Making Mud Pies: Commodities and Their Values
By Phoenix Cloutier
Marx, in the very first part of his work, lays out what his subject of study is—the commodity.
A commodity is:
- Something useful, that satisfies a need or want, like a car, food, or a jacket
- Something that is made not to be used by the person who made it but rather to be sold
Something’s usefulness is called its use-value. As in our examples above, almost everything you see in your life is a use-value. Even air and water have use-value! However, in order to be a commodity, a thing must satisfy both above conditions. If I make myself a sandwich, the sandwich is not a commodity. If I make a sandwich in order to trade it for your chips, the sandwich has become a commodity. In this way the sandwich is not immediately useful for me; I don’t really want to eat a sandwich. Instead, it is useful insofar as it can get me your chips. So, the sandwich’s use-value, its ability to satisfy hunger, is not related to its other quality: its exchangeability, its exchange-value.
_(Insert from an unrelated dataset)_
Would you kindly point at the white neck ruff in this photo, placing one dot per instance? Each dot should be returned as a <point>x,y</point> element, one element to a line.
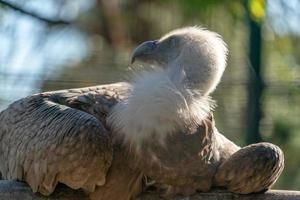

Exchange-value is the ability of one thing to be traded for another. For example, 3 pencils=2 pieces of paper. This seems like a fair trade. How about 3 pencils=1 car? Why does the second seem unfair while the first fair? There is something common to the pencils, the paper, and the car, but it has nothing to do with what they physically are. All are used in different ways: a pencil to write, paper to write on, and a car to drive. The substance that is common to them is their exchange-value. It is purely quantitative, measurable by numbers, and completely separate from their physical qualities and their usefulness. A certain quantity of one thing can be traded for a certain quantity of something else, or at certain quantities our two things embody equal exchange-values.
What is common to all three of our commodities? They are all products of labor. A car is the product of factory work and the pencil and paper of the cutting down of forests. We are not referring to the individual types of labor that their production may require then, but to labor in general, undifferentiated labor. The amount of labor embodied in the commodity represents its Value.
Value, with a big V, is the subject of the book. We cannot see Value directly; it only becomes visible through exchange, through exchange-values.
If the more labor is in something, the more Value it has, then couldn’t I spend hundreds of hours making mud pies and have someone buy them at an exorbitant price because they embody so much labor? No. Everything in society has what is called a socially necessary labor time, the average time it takes to make something. Most books, shoes, and clothes take about the same amount of time to make. If I spend many more hours above that average time, it is rendered invalid. The only labor that produces Value is that which is at or below the socially necessary labor time.
Socially necessary labor changes over time, and thus Value changes overtime. Better machines, less waste, and better working organizations can all lower the necessary labor time of a thing.
Control Questions:
- What is a use-value?
- Can we see Value?
- What makes Value?
- Why is a car more valuable than a pencil?